EMILY: (Long pause) I’m seeing something outside of your business arrangement. Something unexpected. Something missing, perhaps. You lost something?
HALL: It was stolen.
Daphne said anxiously, “I don’t know what this is about.”
Boldt answered, “I bet our friend Ben does.”
Daphne shot him a surprised look.
EMILY: Money.
HALL: Damn right.
EMILY: A lot of money.
HALL: Fuck yes, a lot of money. It was a boy.
A boy stole it. Right out of my truck.
(Pause) I want that money.
Daphne met Boldt’s eyes. “Ben,” she said agreeing with him.
Boldt nodded. “No wonder he’s scared of us. He’s worried we’re after him.”
“She knows the whole story. Ben told her,” Daphne said, sounding a little wounded.
Boldt worried about her relationship with the boy. “Or she got Ben to steal the money for her. Maybe it’s not the first time,” Boldt suggested.
“No,” Daphne countered, “I don’t believe that.”

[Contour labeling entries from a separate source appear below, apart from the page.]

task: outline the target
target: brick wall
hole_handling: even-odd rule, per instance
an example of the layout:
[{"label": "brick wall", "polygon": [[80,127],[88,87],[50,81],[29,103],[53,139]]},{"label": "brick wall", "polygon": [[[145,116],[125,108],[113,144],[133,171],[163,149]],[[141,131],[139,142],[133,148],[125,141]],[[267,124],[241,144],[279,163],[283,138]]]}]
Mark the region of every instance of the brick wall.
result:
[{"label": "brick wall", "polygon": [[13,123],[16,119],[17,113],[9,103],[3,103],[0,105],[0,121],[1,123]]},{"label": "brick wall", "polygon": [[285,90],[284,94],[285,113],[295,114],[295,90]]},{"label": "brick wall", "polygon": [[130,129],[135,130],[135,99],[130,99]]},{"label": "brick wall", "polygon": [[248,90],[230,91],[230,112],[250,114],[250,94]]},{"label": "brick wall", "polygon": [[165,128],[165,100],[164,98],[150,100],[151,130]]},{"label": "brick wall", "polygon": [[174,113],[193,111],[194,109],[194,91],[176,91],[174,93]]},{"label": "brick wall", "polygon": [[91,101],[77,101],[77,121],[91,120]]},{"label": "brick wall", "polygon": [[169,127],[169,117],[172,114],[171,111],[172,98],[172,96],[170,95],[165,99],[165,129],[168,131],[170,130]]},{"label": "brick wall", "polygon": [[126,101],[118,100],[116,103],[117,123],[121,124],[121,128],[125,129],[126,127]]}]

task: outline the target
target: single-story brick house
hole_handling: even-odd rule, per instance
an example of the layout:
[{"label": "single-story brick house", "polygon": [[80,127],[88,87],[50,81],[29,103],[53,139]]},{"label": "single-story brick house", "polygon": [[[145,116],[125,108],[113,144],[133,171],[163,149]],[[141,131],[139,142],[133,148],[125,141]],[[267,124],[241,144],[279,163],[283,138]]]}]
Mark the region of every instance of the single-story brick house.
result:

Boldt, thinking aloud, said, “He’s Air Force. It wasn’t drugs. It was rocket fuel.” The silence in the van was shattered by the speaker.
HALL: I thought you could see this shit!
Why didn’t you warn me?
EMILY: You asked me about a particular date.
That was all.
HALL: Well, now I’m asking about complications. The unforeseen shit. I don’t need any of that.
EMILY: And I’m warning you that the longer you allow the descending moon—
HALL: Fuck the descending moon! What about complications?
Daphne said, “I don’t like the hostility. He’s in a mood swing here. Something triggered that swing.” Into the walkie-talkie she said, “Placate him. Go easy. Be vague. I’m not liking what I’m hearing.” To Boldt—the walkie-talkie back in her lap—she said, “Can we kick it if we have to?”
Boldt felt his scalp prickle with sweat. He didn’t want it heading in that direction.